Monique Louise Monteiro; George Gomes Cabral; Adriano Lorena de Oliveira

Monique Louise Monteiro UFPE
George Gomes Cabral UFRPE
Adriano Lorena de Oliveira UFPE

Resumo

Just-in-time Software Defect Prediction (JIT-SDP) aims to identify defects before they are introduced, enabling mitigation of risky software submission to the repository during the software development cycle. Recent approaches model JIT-SDP as a multimodal task that involves code changes, commit messages, and hand-crafted commit-level features, also known as expert features.
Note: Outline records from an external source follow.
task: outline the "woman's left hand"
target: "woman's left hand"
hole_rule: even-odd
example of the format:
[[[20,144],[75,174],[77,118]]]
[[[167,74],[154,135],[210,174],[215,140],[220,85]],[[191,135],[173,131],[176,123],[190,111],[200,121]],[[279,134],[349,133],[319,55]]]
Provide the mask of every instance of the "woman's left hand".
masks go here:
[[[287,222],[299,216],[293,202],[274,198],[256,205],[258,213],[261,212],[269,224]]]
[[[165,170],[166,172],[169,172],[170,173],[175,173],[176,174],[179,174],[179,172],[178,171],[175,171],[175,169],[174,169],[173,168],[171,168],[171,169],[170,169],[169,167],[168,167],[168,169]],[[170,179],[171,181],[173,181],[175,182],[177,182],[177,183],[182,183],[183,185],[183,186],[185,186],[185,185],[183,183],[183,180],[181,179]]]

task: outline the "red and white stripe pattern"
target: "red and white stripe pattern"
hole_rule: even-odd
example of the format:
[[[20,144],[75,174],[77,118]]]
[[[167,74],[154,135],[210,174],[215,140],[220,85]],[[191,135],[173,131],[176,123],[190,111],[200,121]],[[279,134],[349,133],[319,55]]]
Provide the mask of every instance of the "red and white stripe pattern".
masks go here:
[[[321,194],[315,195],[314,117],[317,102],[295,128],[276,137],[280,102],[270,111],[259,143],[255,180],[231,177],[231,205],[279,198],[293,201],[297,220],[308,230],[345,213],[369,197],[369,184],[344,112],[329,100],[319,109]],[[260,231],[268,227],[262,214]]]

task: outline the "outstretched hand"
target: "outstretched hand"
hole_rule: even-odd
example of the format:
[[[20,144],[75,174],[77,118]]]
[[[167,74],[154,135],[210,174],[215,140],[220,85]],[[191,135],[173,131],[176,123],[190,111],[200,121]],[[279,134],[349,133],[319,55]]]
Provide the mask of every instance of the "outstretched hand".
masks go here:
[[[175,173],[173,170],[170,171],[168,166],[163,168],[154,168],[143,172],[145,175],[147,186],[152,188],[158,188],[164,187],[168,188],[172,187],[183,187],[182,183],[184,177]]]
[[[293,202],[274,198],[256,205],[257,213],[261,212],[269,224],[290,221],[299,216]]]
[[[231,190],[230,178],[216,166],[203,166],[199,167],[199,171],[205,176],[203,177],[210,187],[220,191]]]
The present study thoroughly compares the performance of pretrained code language models, including encoder-only, decoder-only, and encoder-decoder architectures across both open-source fine-tuned models (e.g., CodeT5+, UniXCoder) and closed API-based large language models (e.g., GPT models, Gemini) for the JIT-SDP task. Furthermore, to the best of our knowledge, this is the first study to compare open (trainable) and closed (prompt-based) decoder-only models in this context. Our experiments show that fine-tuned small and medium-sized open models significantly outperform zero-shot prompting with closed large language models. In particular, CodeT5+ and UniXCoder overcome the state-of-the-art performance in a cross-project setting. The results highlight the importance of architecture, fine-tuning strategies, and expert feature integration for accurate JIT-SDP.